君は僕のもの〜ヤンデレ短編集〜
鳥籠の中で寵愛を
私の働く会社には、容姿端麗で成績優秀、さらに性格も優しくて真面目という完璧すぎる男性がいる。その名は芹沢(せりざわ)さん。噂ではご実家は資産家らしく、社内の女性たちの憧れの的だ。私もその一人。芹沢さんの存在に癒されていたりする。

「三雲(みくも)さん、資料作成ありがとうございます。とても見やすくて助かりました」

私が仕事をしていると、芹沢さんが話しかけてきた。声までいいなんて、この人にマイナスなところなんてないんじゃないか。そんなことを考えながら私は芹沢さんに笑いかける。

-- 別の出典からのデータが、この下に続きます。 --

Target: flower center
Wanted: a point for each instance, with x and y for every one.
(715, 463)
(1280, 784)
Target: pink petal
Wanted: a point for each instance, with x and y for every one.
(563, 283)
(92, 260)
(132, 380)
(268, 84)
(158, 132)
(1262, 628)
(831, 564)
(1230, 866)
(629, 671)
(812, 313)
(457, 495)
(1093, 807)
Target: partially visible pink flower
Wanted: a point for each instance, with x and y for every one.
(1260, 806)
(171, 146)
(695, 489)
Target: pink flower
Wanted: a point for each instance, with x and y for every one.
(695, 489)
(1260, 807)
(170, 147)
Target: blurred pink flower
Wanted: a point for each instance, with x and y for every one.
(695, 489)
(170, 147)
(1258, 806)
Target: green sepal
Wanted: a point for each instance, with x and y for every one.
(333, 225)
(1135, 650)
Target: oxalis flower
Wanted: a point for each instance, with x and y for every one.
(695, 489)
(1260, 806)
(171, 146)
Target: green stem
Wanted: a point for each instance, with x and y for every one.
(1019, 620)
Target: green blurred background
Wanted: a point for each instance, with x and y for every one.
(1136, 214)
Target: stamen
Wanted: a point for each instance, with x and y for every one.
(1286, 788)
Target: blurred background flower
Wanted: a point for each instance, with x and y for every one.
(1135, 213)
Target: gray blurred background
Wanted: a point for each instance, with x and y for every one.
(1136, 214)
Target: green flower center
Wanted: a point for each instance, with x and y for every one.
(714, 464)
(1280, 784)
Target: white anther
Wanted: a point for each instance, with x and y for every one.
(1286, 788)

「わざわざありがとうございます。またいつでも言ってください」

芹沢さんは「ありがとうございます」と言い、自分のデスクへ戻って行った。それを見てから私も仕事を再開する。

芹沢さんは社内の女性から注目されている。でもみんな恋愛というより、推しているアイドルみたいな目で見ている。何故なら芹沢さんには婚約者がいるからだ。

生まれた時から結婚が決まっている所謂許嫁。写真で一度見せてもらったことがあるけど、立てば芍薬、座れば牡丹、歩く姿は百合の花という言葉がぴったりの美人な人だった。有名大学を卒業していて実家はお金持ち。芹沢さんにぴったりの相手だ。